Recensione BREVE di Valerio Calzolaio

Titolo: Il Cartello

Autore: Don Winslow

Messico. L’ultimo decennio. Nel 2004 l’integerrimo incorruttibile 44enne Art Arturo Killer Keller fa l’apicoltore già da 4 anni nel monastero di Cristo del Deserto. Intelligente cattolico cresciuto in un barrio californiano, padre bianco, madre messicana bella come il figlio, zazzera scura, naso prominente, Ucla, moglie progressista e due bravi figli, Operazione Condor in Vietnam, poi agente Cia e Dea, ha dedicato vita e carriera alla guerra contro la droga, la famiglia non c’è più. Non vorrebbe più incrociare violenza, però lo rintracciano e lo avvisano: il suo amico giovanile e acerrimo nemico ultimo dei Barrera vuole andare dal supercarcere di San Diego al funerale della figlia deforme e ha accettato di confessare, mettendo pure una taglia di due milioni di dollari su Art, che lo aveva fatto arrestare. Il malvagio aristocratico Adán Barrera è un poco più giovane, basso smilzo, dolci occhi bruni e capelli neri, grande contabile imprenditore, orfano del possente violento fratello Raul e dello zio che dal piccolo distretto messicano di Badiraguato aveva preso in consegna il coordinamento di tutti i traffici malavitosi del confine con gli USA (3200 km). In carcere si fidanza gentilmente con Magda, poi evade e torna a essere il patron, deve sconfiggere altri narcos, alleati in modo incrociati con poliziotti e federali. Keller si rimette sulle sue tracce e si innamora di Marisol, ricomincia la caccia reciproca. Succede di tutto e di più, realmente.

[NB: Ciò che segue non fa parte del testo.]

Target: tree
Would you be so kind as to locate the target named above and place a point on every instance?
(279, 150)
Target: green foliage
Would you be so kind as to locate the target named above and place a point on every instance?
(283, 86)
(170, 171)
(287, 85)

Nuovo impedibile capolavoro di Don Winslow (New York, 1953), californiano da decenni. Dieci anni fa aveva pubblicato un magnifico romanzo con gli stessi protagonisti, “Il potere del cane”, ambientato soprattutto nel 1997. Le storie del narcotraffico avevano iniziato a intrecciarsi nel 1975 e sapevamo solo che Art e Adan (e anche Sean e Nora, che qui vengono solo di rado evocati) erano rimasti vivi, migliaia e migliaia erano morti per loro mano o causa loro. La mattanza riprende, in quasi ogni stato e anfratto del Messico (c’è un utile piantina a pag. 6-7): un continuo alternarsi di battaglie furibonde e alleanze tattiche fra criminale e criminale, gang e gang, Usa e Messico, agenti, servizi e corpi pubblici, politici. Non c’è niente di inventato e anzi le due elezioni presidenziali del 2006 e del 2012 sono raccontate in modo corretto e dettagliato. Chi conosce le storie dei femminicidi e delle maquiladoras, i differenti downtown e porti, le tradizioni e i cibi locali, le specifiche dinamiche ed evoluzioni dei vari cartelli, gli intrecci con il commercio di armi e con gli organi di informazione, gli affari con il Guatemala e la ‘ndrangheta scoprirà che quasi tutto è vero (non solo verosimile), stupendamente narrato (in terza varia) con un epico romanzo corale di quasi 900 pagine.